US - Arguably one of the biggest surprises in the USDA's latest Quarterly Hogs and Pigs report was the number of hogs that are expected to come to market between December and May, writes the Steiner Consulting Group.
The inventory of hogs over 180 pounds, which are hogs that should come to market by the third week of January, were 12.580 million head, 2.5 per cent higher than a year ago and in line with pre‐report estimates.
However, the inventory of hogs between 120‐179 pounds was pegged at +4 per cent above year ago levels.
These are hogs that should come to market between late January and late February. Hogs in the 50‐119 category, basically late February and mid April timeframe, were also expected to be up 4.5 per cent from last year and feeder pigs under 50 pounds (late April thru May) were up 4.4 per cent.
The latest inventory numbers reflect a significant upward revision in the pig crop for the Sep‐Nov time period and thus more hogs available for marketing this coming spring.
Analysts had projected the pig crop for this period to be up just 1.5 per cent. Instead the USDA survey pegged the Sep‐Nov at 32.3 MM head, 4.8 per cent larger than last year. Why such a dramatic shift? Notice the sharp revision in farrowings from the earlier estimate. Instead of farrowings being flat, they actually were up 3.9 per cent for the quarter.
Weather may have played a role, with a mild fall possibly impacting sow performance. But it also should be noted that for several quarters producers have been understating farrowings relative to the breeding herd size, offering very low intention numbers that are then belied by follow up surveys and ultimately final slaughter.
The latest survey also implies summer and fall hog supplies to be up by compared to last year. We will set aside any efforts to handicap the farrowing intention numbers and judge them at face value.
Producers expect farrowings during Dec‐Feb to be 1.4 per cent higher than a year ago (these are Jun‐Aug hogs) and Mar‐May farrowings are forecast to be up 1 per cent (these are Sep‐Nov hogs). The pig crop for the quarter is a combination of farrowings and pigs per litter.
Pigs per litter in the Sep‐Nov quarter were up 0.9 per cent but the longer term trend is for quarter to increase at an annualized 1.5 per cent rate. So the pig crop number you derive for the summer and fall will depend in part on what kind of pigs per litter growth rate you want to assume. If we take a conservative +1 per cent growth rate then the latest USDA report implies +2.4 per cent growth for summer hog supplies and +2 per cent growth rate for next fall.
But those numbers could easily be another half a percentage point higher given a slightly larger pigs per litter number. A milder winter this year also could bolster those numbers.
And if you want to handicap the farrowing intention numbers supply growth could be even more significant. Disease pressures so far this winter have been minimal, corn supplies are plentiful and cheap(er) and the futures board is offering producers the ability to lock in a margin even during this tremendous expansion.
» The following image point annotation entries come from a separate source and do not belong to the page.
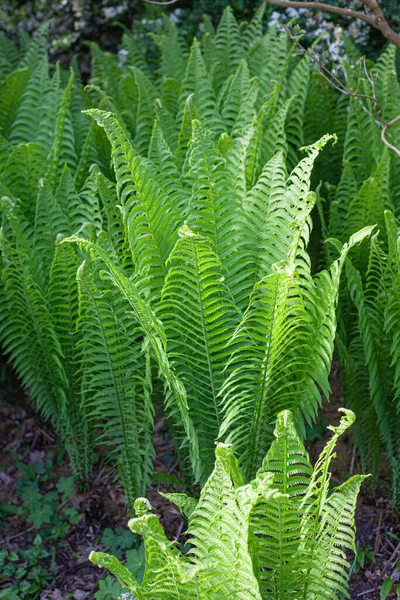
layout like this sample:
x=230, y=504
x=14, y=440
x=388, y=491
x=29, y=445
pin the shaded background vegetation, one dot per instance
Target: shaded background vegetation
x=76, y=21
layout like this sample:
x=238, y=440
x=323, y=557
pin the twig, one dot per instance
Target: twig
x=16, y=535
x=376, y=19
x=383, y=134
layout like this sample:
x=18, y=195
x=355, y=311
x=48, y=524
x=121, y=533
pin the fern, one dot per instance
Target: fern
x=253, y=540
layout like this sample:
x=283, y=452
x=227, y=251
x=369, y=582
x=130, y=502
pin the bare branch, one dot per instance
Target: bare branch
x=376, y=19
x=335, y=82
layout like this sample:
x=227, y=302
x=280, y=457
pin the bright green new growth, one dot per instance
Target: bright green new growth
x=282, y=535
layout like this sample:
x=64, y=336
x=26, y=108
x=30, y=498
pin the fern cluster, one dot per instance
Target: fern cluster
x=282, y=535
x=368, y=191
x=156, y=225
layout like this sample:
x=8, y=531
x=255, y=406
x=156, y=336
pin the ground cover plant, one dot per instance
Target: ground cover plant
x=157, y=247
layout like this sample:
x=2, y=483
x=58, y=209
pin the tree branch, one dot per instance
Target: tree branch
x=376, y=19
x=338, y=85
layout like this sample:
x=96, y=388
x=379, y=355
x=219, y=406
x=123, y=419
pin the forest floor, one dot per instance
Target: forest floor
x=37, y=498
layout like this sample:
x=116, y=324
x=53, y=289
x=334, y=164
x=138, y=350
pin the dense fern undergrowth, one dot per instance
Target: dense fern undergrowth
x=156, y=228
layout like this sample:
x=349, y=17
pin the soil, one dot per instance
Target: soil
x=24, y=436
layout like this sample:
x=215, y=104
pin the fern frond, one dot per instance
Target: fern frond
x=153, y=329
x=116, y=385
x=11, y=92
x=26, y=122
x=25, y=166
x=30, y=342
x=199, y=318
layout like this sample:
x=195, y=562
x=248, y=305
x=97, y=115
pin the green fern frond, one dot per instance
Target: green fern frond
x=30, y=342
x=116, y=388
x=199, y=318
x=253, y=541
x=26, y=122
x=197, y=82
x=25, y=166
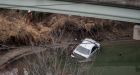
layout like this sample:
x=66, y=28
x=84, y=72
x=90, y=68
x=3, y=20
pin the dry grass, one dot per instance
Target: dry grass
x=55, y=27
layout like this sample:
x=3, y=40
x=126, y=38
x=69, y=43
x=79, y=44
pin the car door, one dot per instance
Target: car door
x=93, y=51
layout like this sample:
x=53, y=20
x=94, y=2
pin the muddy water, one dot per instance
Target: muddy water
x=14, y=71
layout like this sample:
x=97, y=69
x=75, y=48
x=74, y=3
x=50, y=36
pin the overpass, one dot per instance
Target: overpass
x=81, y=9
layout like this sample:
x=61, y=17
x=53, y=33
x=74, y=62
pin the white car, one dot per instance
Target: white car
x=86, y=49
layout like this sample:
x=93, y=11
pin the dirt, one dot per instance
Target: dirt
x=18, y=29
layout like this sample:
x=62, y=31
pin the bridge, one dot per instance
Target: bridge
x=123, y=12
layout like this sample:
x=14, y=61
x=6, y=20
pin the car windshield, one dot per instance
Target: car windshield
x=83, y=50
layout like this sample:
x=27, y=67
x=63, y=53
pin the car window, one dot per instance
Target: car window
x=83, y=50
x=93, y=49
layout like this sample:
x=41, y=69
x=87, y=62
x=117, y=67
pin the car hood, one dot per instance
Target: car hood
x=79, y=53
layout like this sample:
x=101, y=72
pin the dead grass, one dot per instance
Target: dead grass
x=55, y=27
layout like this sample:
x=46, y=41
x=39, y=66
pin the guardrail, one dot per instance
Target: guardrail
x=97, y=11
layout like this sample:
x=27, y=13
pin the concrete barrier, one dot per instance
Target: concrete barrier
x=136, y=33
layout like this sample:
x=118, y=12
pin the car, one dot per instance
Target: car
x=86, y=49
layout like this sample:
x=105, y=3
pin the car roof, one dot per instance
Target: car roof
x=88, y=44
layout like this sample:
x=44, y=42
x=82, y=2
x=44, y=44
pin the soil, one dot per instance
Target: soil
x=18, y=29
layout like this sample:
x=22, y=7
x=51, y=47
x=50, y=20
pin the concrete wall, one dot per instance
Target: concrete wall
x=136, y=33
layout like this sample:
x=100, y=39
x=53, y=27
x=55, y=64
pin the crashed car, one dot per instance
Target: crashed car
x=86, y=49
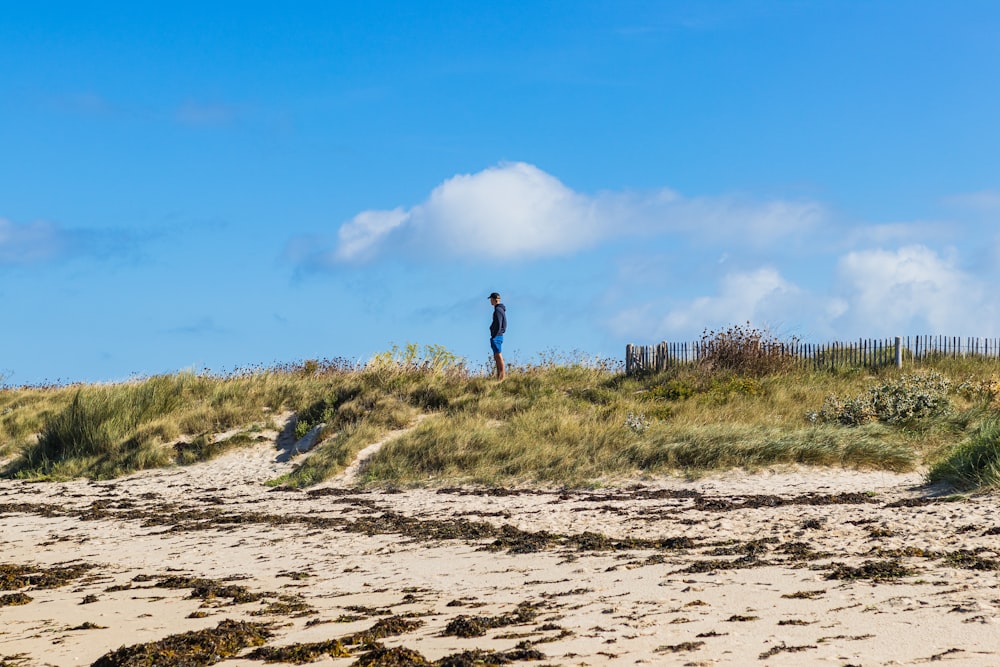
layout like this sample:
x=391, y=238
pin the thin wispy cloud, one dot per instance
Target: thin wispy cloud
x=45, y=241
x=914, y=286
x=200, y=114
x=32, y=242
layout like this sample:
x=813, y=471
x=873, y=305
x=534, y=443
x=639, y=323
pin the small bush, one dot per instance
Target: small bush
x=745, y=350
x=911, y=397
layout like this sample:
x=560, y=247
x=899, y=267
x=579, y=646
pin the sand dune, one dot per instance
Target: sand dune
x=790, y=567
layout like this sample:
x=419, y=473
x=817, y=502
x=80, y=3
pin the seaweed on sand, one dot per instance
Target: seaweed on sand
x=190, y=649
x=300, y=654
x=14, y=577
x=480, y=658
x=397, y=656
x=208, y=589
x=385, y=627
x=884, y=570
x=14, y=599
x=477, y=626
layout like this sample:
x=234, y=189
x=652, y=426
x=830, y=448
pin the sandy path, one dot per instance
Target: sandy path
x=735, y=570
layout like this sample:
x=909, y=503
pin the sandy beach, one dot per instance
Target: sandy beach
x=780, y=567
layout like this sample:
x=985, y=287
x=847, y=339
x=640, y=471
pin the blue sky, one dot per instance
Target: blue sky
x=213, y=185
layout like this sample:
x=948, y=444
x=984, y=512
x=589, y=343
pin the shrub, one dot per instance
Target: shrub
x=909, y=398
x=745, y=350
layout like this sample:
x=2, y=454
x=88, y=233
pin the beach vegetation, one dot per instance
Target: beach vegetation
x=559, y=420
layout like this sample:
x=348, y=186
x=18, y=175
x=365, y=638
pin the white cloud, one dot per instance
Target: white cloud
x=893, y=291
x=33, y=242
x=358, y=238
x=516, y=210
x=760, y=296
x=745, y=296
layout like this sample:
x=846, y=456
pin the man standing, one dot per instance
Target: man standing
x=497, y=329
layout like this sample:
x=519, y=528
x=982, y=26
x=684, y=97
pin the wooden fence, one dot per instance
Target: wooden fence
x=870, y=353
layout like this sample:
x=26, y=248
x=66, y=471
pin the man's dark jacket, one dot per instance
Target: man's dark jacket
x=499, y=324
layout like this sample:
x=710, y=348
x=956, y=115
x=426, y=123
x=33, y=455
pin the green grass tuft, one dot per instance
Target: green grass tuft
x=973, y=464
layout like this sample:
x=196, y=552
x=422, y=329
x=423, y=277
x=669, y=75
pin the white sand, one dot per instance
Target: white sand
x=610, y=607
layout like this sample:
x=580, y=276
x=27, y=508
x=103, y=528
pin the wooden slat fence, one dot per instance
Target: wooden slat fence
x=867, y=353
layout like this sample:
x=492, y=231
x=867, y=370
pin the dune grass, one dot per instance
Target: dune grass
x=574, y=422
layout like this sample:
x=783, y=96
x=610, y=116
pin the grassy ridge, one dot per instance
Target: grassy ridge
x=574, y=422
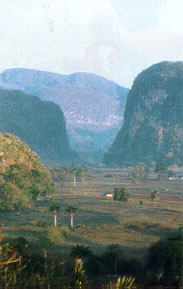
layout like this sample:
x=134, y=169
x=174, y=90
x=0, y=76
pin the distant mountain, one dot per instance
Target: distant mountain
x=153, y=119
x=39, y=123
x=91, y=104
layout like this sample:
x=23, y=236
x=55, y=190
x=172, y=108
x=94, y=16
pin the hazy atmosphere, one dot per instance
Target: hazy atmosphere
x=113, y=38
x=91, y=144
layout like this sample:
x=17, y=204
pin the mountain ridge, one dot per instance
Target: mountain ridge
x=89, y=103
x=39, y=123
x=153, y=119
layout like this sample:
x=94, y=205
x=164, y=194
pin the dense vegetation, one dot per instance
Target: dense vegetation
x=39, y=123
x=22, y=177
x=153, y=118
x=23, y=264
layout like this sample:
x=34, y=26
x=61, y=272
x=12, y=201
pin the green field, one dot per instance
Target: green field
x=100, y=221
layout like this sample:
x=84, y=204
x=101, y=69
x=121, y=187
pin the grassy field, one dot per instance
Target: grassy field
x=100, y=221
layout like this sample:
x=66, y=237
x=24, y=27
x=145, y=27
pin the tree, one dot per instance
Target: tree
x=165, y=259
x=71, y=210
x=154, y=195
x=161, y=168
x=55, y=208
x=121, y=195
x=139, y=171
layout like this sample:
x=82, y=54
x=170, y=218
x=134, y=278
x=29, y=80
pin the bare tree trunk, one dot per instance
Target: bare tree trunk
x=74, y=180
x=72, y=223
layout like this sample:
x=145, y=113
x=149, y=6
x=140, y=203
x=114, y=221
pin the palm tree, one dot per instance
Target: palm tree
x=71, y=210
x=55, y=208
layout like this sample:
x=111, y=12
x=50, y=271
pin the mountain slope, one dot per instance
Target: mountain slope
x=91, y=104
x=22, y=177
x=153, y=119
x=39, y=123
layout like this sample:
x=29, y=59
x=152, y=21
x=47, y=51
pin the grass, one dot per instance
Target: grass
x=99, y=221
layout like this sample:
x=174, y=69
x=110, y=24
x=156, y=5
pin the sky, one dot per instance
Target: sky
x=116, y=39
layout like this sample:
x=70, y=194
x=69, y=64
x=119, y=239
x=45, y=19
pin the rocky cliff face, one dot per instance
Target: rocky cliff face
x=91, y=104
x=39, y=123
x=153, y=119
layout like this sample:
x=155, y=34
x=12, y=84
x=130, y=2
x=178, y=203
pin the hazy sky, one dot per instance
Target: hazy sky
x=113, y=38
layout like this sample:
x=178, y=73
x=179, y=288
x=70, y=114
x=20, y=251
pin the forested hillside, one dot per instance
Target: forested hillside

The size of the breeding herd is critical in setting the stage for both short term and medium term supply growth. The hog breeding herd as of December 1 was 6.090 million head, 1.5 per cent higher than a year ago and much higher than pre‐report estimates (see page 2).
Market participants and analysts continue to underestimate the strong incentives for continuing to expand pork production. Despite its very bearish undertones, futures so far have shrugged off its implications, instead focusing on the very robust demand picture.